We know that there is a man and a boy walking along an empty road covered in ash. There is a small valley with a still, grey river lined with dead reeds. The country is barren and grey, there are not many people (at least not friendly), and there is danger of some kind. This state of dreariness and lack of life is contrasted by the fact that there is a man and a boy living in it. Without them, there is really no hope left and nothing can change. Their presence, and most specifically their journey, is what will show the reader what happened, what is happening, and what will happen.
There are a couple of specific hints that let us know that there might be danger lurking, such as the fact that they are ready to ‘make a run for it’, that the river is ‘serpentine’, that the light is ‘gunmetal’, that they are alone but wary of others, and that they are walking over ash. The ‘gunmetal light’ is what gives me the strongest sense of danger; I immediately relate ‘gun’ to danger, coldness, and death.
‘Serpentine’ might be referring to several things, including something that twists and turns like a snake, something that is cunning or treacherous, and/or to the biblical references of the serpent. In the Bible, the serpent is a synonym for treachery, evil power, and immorality and is even used as a name for Satan. By using biblical imagery, McCarthy emphasises even more the presence of an apocalypse and the end of humanity. Religious imagery and symbolism is very strong and so will strengthen the elements of the story, while probably also giving more room for interpretation to the reader. If there are obvious religious references in the story, then the reader might be more inclined to read between the lines and find less obvious examples and metaphors.
• Poetic devices
The metaphors in the excerpt play a great part in creating imagery and a certain mood; ‘the still grey serpentine of a river’, ‘a burden of dead reeds’, ‘in the gunmetal light’, ‘each the other’s world entire’. The first three examples help describe the coldness, stillness, and emptiness of their surroundings. There is no doubt that this is a world filled with death rather than life. The last example shows us just how important these two characters are to each other and how, in fact, their company is all they really have left.
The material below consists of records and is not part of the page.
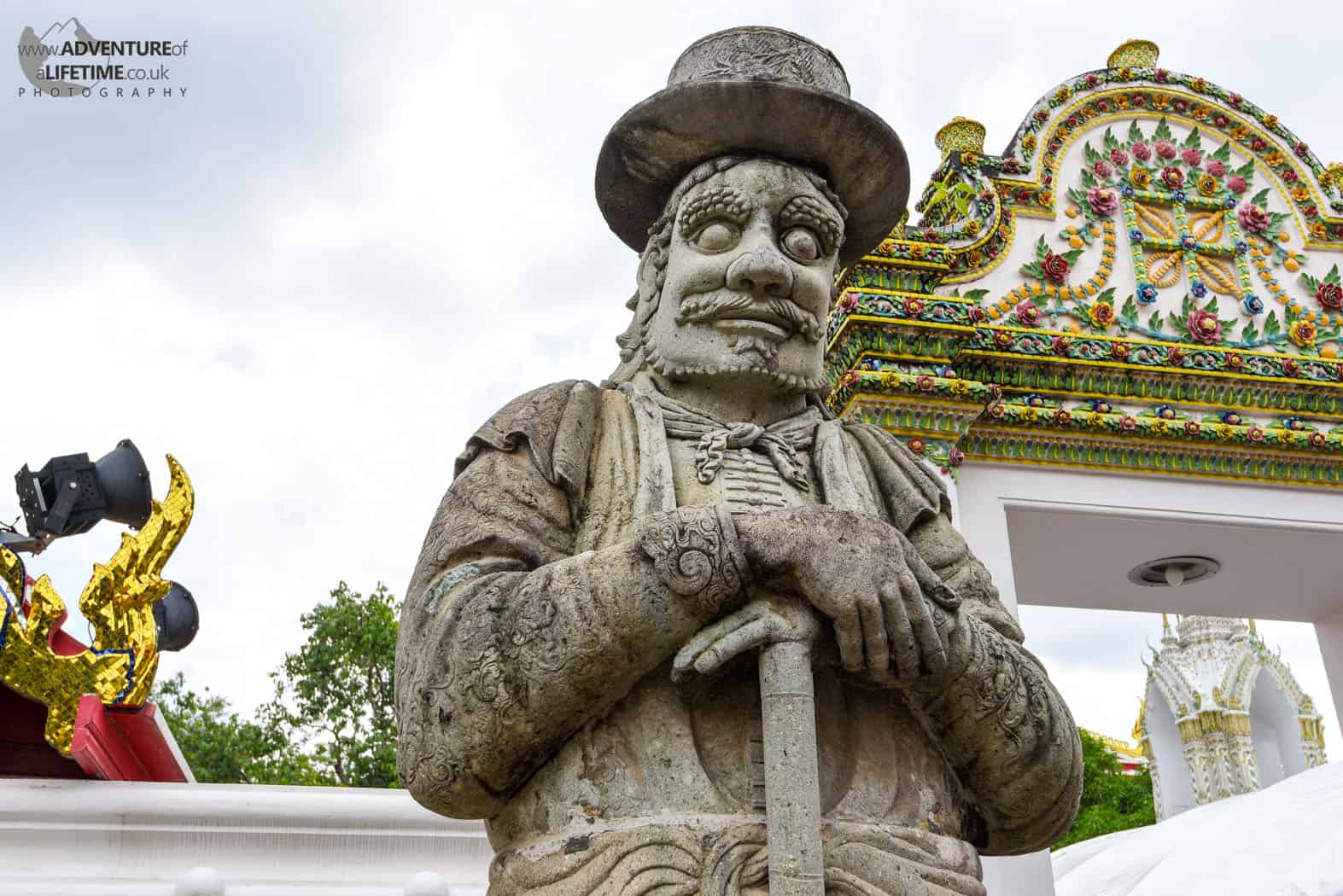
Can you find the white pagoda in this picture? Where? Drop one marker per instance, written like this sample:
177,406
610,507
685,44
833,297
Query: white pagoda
1223,715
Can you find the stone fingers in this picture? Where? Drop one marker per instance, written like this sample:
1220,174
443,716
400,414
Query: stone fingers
920,621
876,643
902,642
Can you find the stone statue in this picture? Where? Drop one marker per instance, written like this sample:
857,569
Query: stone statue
578,648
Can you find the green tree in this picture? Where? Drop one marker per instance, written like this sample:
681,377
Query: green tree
1111,801
223,748
335,695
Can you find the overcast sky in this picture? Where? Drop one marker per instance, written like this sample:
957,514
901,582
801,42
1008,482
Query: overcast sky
365,227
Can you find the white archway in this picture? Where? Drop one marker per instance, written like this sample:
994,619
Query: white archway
1177,789
1276,731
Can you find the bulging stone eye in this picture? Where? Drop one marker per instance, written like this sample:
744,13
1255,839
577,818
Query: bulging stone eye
801,243
716,236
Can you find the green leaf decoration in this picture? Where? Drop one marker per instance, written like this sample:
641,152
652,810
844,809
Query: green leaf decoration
1130,310
1270,326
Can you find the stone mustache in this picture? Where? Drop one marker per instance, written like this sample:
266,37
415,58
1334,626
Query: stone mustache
578,649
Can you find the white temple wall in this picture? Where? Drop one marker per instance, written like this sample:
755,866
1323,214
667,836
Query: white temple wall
1328,632
1068,538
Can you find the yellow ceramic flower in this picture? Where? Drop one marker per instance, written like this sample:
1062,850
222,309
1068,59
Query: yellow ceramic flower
1101,314
1303,333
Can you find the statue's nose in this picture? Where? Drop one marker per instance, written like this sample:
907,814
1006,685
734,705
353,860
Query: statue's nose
761,271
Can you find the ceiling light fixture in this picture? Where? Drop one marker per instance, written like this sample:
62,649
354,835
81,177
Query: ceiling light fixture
1173,572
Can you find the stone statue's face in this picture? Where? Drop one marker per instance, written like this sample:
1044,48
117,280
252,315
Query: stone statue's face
748,279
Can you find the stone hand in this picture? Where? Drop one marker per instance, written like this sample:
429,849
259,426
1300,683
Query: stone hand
755,625
890,609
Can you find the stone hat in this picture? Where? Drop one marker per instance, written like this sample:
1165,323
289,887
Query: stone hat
761,91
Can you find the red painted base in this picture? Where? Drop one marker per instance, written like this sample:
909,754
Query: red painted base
122,743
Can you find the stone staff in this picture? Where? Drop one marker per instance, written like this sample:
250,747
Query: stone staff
791,774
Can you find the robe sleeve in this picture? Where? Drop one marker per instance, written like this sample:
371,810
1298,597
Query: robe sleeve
509,642
1001,722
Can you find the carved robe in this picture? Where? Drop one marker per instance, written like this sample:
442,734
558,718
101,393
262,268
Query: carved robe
534,675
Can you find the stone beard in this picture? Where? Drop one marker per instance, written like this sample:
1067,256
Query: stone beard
576,654
709,215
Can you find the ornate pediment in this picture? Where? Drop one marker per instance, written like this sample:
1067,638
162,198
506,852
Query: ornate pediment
1147,278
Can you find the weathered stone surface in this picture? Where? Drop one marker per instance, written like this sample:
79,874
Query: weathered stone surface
618,569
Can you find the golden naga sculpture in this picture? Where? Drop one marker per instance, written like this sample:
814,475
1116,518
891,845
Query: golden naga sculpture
117,601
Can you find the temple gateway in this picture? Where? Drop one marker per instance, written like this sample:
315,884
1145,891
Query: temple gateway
1116,342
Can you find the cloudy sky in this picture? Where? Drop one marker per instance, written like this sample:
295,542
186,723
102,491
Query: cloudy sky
360,232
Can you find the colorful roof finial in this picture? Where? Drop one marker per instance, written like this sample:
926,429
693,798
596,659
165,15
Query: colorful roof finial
961,136
1134,54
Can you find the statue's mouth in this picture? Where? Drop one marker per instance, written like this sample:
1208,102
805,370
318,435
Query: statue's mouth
759,323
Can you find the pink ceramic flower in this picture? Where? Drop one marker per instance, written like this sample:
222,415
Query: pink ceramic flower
1253,218
1204,326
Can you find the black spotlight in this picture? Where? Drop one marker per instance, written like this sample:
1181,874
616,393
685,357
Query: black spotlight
70,494
176,619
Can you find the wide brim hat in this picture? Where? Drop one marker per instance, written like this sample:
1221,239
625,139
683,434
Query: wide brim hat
757,91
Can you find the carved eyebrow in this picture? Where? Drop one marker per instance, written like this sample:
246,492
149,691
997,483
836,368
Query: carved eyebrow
810,211
727,201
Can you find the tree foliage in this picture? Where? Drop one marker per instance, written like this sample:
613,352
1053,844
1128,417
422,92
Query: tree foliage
330,720
335,695
1111,801
223,748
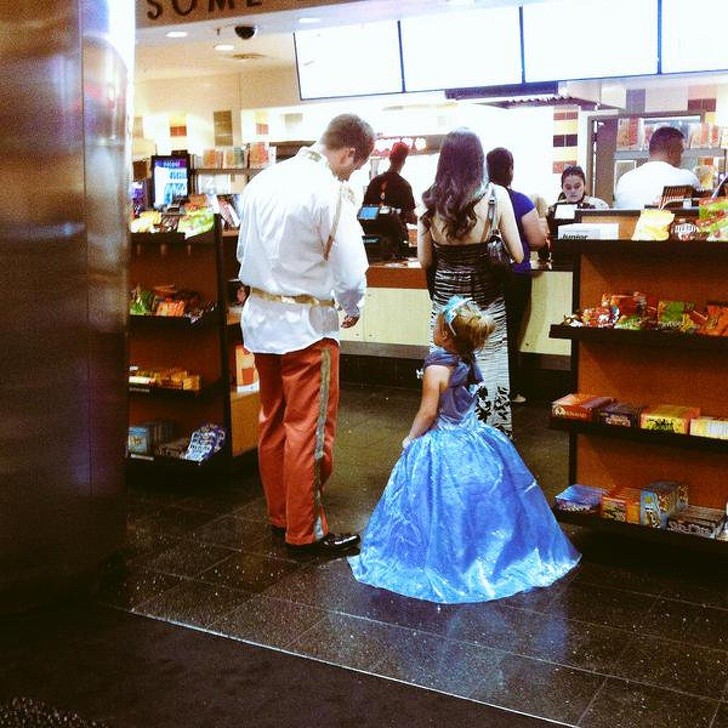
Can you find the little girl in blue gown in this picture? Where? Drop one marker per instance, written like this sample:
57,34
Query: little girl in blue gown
461,519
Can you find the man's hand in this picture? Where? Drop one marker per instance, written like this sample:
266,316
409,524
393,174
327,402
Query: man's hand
349,321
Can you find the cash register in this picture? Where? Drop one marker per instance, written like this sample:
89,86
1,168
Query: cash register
385,235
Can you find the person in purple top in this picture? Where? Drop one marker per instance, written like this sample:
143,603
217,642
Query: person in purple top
517,289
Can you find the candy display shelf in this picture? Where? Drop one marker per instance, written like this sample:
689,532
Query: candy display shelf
199,344
650,437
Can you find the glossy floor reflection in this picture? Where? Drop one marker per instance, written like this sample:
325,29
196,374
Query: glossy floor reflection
636,636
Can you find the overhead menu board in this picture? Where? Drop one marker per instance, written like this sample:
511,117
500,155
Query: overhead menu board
689,41
462,49
579,39
351,60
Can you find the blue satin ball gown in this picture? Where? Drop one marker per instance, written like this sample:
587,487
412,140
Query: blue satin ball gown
462,519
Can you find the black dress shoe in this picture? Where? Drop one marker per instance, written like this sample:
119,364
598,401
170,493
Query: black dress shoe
332,545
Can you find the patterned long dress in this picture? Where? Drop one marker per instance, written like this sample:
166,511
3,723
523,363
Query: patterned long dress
464,270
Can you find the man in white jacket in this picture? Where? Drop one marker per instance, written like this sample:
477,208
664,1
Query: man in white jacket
301,254
643,186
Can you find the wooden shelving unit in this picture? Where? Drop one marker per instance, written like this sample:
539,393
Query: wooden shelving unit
647,367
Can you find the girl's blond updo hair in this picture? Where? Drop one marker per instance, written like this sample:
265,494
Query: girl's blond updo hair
470,328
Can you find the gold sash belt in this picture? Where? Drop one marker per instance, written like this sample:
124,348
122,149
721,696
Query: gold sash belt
302,298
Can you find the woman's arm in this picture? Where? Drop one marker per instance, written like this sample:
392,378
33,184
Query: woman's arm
434,380
507,223
533,229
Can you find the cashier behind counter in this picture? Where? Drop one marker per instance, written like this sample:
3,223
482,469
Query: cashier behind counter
385,235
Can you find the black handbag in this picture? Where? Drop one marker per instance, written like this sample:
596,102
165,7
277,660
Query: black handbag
499,256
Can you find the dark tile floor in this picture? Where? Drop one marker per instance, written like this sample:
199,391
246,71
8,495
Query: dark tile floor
636,636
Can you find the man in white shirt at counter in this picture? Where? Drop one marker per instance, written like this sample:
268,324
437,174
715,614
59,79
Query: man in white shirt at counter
301,254
643,186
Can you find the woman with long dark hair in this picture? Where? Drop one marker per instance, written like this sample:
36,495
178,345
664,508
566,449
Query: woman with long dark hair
452,239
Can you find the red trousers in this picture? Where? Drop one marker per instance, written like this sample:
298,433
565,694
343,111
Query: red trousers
299,400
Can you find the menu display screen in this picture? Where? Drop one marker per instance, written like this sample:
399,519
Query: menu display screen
351,60
441,51
579,39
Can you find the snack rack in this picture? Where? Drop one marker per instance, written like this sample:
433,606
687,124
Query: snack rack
647,366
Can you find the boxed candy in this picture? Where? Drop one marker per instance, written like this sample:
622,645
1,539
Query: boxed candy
581,498
658,500
697,521
620,414
668,418
622,504
579,406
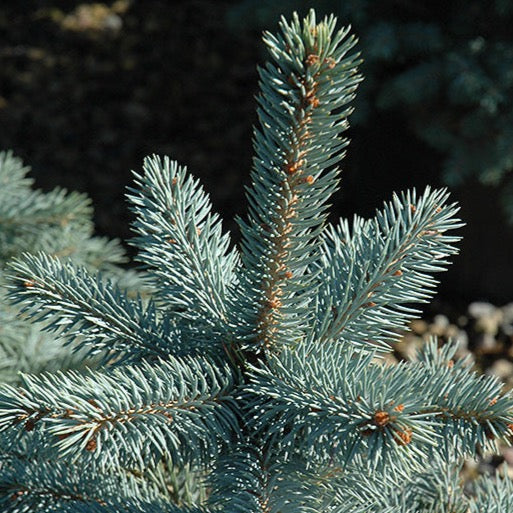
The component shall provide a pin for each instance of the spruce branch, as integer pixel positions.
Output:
(130, 417)
(45, 485)
(302, 109)
(181, 242)
(367, 274)
(333, 404)
(249, 480)
(90, 310)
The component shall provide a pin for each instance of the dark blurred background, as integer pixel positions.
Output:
(88, 89)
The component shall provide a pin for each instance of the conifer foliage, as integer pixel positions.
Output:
(252, 380)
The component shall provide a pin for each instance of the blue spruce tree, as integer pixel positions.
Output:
(253, 379)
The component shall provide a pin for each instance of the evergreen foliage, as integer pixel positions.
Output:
(447, 75)
(252, 379)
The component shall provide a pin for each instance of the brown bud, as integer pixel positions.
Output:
(30, 425)
(312, 59)
(403, 436)
(381, 418)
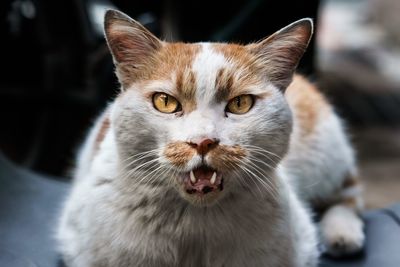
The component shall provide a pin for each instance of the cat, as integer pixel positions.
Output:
(212, 154)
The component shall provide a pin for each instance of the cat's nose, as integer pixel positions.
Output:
(203, 145)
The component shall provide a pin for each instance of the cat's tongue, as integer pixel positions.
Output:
(202, 181)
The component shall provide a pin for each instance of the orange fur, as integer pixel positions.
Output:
(307, 103)
(179, 153)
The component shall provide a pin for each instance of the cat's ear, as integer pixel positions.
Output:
(128, 40)
(280, 53)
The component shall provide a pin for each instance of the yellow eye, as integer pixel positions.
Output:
(240, 104)
(166, 103)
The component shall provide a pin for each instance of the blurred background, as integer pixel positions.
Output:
(57, 73)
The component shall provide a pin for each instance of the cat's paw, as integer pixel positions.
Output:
(341, 232)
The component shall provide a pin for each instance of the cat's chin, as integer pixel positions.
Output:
(202, 186)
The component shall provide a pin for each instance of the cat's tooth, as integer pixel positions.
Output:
(192, 177)
(213, 178)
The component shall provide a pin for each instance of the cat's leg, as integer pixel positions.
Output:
(341, 227)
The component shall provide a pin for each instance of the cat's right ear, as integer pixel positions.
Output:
(130, 43)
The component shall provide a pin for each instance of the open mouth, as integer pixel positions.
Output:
(203, 180)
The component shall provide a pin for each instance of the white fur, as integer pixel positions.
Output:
(112, 218)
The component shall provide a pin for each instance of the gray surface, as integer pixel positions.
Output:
(382, 247)
(29, 205)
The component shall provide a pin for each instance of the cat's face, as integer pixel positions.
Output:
(207, 119)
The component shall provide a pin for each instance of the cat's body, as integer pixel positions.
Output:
(206, 184)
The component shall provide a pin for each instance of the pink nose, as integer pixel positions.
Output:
(204, 145)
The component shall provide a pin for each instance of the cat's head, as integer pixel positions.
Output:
(205, 118)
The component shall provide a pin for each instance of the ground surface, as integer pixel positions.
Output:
(379, 161)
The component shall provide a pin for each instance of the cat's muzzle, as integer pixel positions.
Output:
(203, 180)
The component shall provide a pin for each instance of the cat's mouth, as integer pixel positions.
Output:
(202, 180)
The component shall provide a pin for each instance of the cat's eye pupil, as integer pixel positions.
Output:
(166, 103)
(165, 97)
(240, 104)
(238, 101)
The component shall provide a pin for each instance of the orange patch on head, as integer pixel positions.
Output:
(179, 153)
(173, 62)
(233, 81)
(306, 103)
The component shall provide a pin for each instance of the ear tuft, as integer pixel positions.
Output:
(128, 40)
(280, 53)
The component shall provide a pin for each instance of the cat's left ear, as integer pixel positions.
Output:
(132, 45)
(280, 53)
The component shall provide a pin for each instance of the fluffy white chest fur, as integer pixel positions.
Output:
(210, 156)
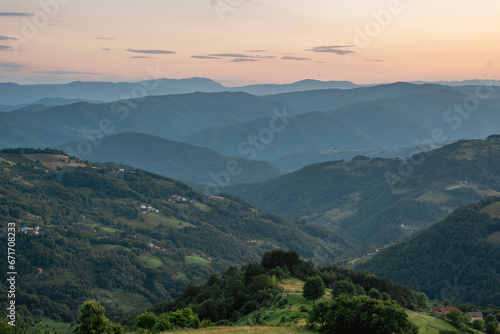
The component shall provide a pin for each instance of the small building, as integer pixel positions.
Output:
(442, 310)
(475, 315)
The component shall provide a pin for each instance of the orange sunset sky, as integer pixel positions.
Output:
(239, 42)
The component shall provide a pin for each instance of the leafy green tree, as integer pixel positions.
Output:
(478, 324)
(374, 293)
(344, 287)
(491, 324)
(456, 317)
(314, 288)
(93, 320)
(361, 314)
(146, 320)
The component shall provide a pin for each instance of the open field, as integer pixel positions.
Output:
(106, 247)
(151, 261)
(53, 161)
(154, 219)
(428, 324)
(252, 329)
(196, 260)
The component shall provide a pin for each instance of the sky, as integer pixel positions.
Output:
(241, 42)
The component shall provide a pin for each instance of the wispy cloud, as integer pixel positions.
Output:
(158, 52)
(336, 49)
(66, 73)
(241, 60)
(232, 55)
(205, 57)
(10, 67)
(294, 58)
(14, 14)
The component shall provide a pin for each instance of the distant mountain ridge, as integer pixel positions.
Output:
(366, 200)
(177, 160)
(15, 94)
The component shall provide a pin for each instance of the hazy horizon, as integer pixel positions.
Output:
(238, 42)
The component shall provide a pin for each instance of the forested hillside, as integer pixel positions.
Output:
(127, 238)
(456, 259)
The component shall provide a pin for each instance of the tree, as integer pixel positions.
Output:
(374, 293)
(93, 320)
(314, 288)
(146, 320)
(456, 317)
(491, 324)
(361, 314)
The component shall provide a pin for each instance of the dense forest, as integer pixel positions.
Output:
(125, 237)
(457, 259)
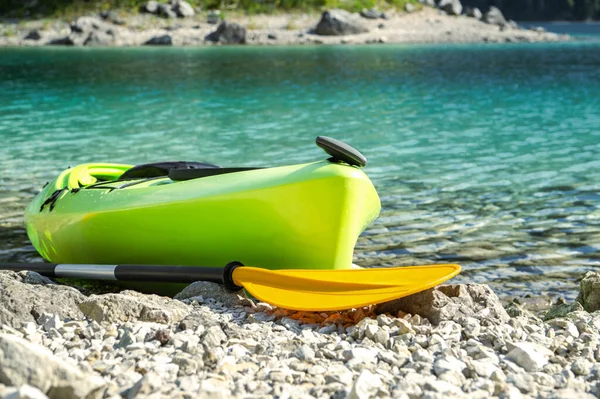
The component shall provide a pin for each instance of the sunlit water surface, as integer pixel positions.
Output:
(488, 155)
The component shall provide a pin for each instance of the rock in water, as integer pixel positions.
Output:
(589, 292)
(451, 302)
(183, 9)
(23, 362)
(494, 16)
(474, 12)
(562, 309)
(88, 24)
(150, 7)
(98, 38)
(228, 33)
(213, 17)
(339, 22)
(33, 35)
(21, 302)
(371, 13)
(162, 40)
(166, 11)
(131, 305)
(113, 17)
(451, 7)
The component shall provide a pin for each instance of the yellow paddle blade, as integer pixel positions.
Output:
(322, 290)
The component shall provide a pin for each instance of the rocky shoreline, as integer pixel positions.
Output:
(453, 341)
(447, 22)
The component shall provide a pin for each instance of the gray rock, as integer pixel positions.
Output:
(183, 9)
(365, 386)
(215, 291)
(98, 38)
(305, 353)
(131, 305)
(147, 385)
(451, 302)
(228, 33)
(162, 40)
(24, 392)
(531, 356)
(49, 321)
(494, 17)
(23, 362)
(448, 363)
(88, 24)
(151, 7)
(474, 12)
(214, 336)
(339, 22)
(126, 339)
(589, 292)
(33, 34)
(451, 7)
(20, 302)
(371, 13)
(213, 17)
(62, 41)
(112, 17)
(166, 11)
(561, 309)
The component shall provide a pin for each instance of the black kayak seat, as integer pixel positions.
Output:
(178, 170)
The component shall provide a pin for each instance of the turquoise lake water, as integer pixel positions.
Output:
(485, 155)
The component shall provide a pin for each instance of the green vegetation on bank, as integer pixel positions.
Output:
(65, 8)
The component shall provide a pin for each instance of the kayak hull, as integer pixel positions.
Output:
(305, 216)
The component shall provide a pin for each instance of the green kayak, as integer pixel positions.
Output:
(306, 216)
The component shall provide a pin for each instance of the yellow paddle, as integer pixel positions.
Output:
(305, 289)
(322, 290)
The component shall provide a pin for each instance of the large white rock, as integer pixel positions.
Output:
(23, 392)
(23, 362)
(365, 386)
(531, 356)
(131, 306)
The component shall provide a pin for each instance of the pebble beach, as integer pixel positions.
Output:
(453, 341)
(523, 227)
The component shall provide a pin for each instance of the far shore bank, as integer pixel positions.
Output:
(427, 25)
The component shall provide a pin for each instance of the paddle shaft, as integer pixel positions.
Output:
(144, 273)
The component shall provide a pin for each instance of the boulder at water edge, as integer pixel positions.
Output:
(451, 7)
(589, 292)
(494, 16)
(228, 33)
(25, 296)
(23, 362)
(451, 302)
(339, 22)
(474, 12)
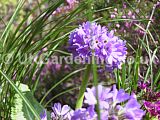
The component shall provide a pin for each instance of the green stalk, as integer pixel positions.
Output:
(95, 81)
(83, 87)
(21, 95)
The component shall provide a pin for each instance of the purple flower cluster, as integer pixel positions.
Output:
(153, 108)
(93, 39)
(61, 112)
(110, 100)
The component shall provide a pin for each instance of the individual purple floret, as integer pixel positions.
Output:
(92, 39)
(84, 114)
(153, 108)
(110, 103)
(61, 112)
(103, 95)
(43, 115)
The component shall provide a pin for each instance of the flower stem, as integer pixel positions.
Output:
(95, 81)
(83, 87)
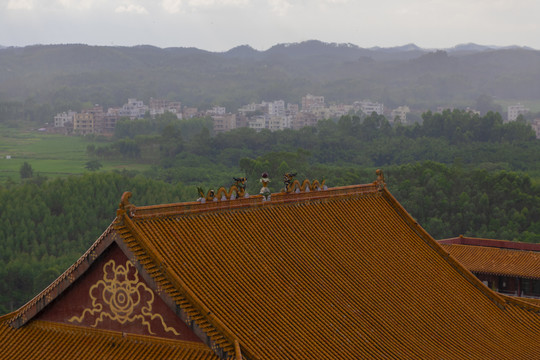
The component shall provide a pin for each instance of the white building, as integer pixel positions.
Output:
(66, 117)
(368, 107)
(536, 127)
(515, 110)
(224, 123)
(134, 109)
(276, 108)
(311, 103)
(400, 114)
(257, 123)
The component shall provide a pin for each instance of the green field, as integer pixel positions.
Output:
(50, 155)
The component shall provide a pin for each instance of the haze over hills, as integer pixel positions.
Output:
(406, 75)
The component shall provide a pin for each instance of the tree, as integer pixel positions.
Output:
(93, 165)
(26, 171)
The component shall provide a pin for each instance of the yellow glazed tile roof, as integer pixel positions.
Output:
(492, 260)
(344, 273)
(45, 340)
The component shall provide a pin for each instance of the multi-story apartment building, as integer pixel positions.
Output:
(311, 103)
(258, 123)
(224, 123)
(536, 127)
(368, 107)
(60, 120)
(134, 109)
(276, 108)
(303, 119)
(83, 123)
(400, 114)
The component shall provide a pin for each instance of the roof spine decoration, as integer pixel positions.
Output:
(295, 185)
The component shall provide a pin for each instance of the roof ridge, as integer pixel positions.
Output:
(251, 201)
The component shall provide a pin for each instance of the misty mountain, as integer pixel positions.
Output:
(62, 75)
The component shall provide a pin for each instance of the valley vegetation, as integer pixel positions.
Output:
(456, 173)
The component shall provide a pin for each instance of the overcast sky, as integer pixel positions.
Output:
(219, 25)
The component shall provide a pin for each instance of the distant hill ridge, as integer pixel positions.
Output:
(402, 75)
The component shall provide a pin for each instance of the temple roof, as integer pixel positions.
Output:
(495, 256)
(46, 340)
(341, 273)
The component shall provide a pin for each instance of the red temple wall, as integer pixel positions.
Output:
(112, 295)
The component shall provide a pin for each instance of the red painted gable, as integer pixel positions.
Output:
(112, 295)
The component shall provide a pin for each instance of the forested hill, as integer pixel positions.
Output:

There are also some cases of consonance (‘below in the little valley the still…’, ‘motionless and precise’, ‘burden of dead reeds’, ‘shuffling through the ash‘), repetition (road, knapsacks, cart), alliteration (‘motorcycle mirror’, ‘clamped…cart..chrome…country’) and rhythm created by pauses (‘…still grey serpentine of a river. Motionless and precise.’, ‘Are you okay? He said. The boy nodded.’). These all help create a balance between poetry and prose in the passage, giving imagery and rhythm to an otherwise precise and stark description.
• Stylistic language and prose
I notice that he creates a strange rhythm by making pauses where perhaps the reader doesn’t expect them. For example, in describing the river (‘…still grey serpentine of a river. Motionless and precise.’) he places the adjectives after the period. The first time I read the passage, I was a bit surprised at the abruptness of this sentence. After reading the whole passage a few times, I noticed that all of the sentences are short and precise and, except for the last sentence, don’t make use of commas. Rather than using excessive adjectives and details, he uses short and strong descriptions that go straight to the point. Even the only piece of dialogue (‘Are you okay? He said. The boy nodded.’) feels blunt.
This helps create a language and mood of coldness and starkness that serves as a reflection to what the story is about. Even from this short passage it is clear that this is a dark and cheerless story. A more colourful and flowing prose might not help deliver the right message and would instead be painting a more hopeful and romantic image. We are given almost the minimum of details and emotion necessary to understand the story, so everything feels tense and brisk.
• How does it all make you feel?
This passage is very depressing and suspenseful, thus making me feel both sad and anxious to know what is happening. The anonymity of the characters makes me want to find out more about them. I will definitely be reading this book soon.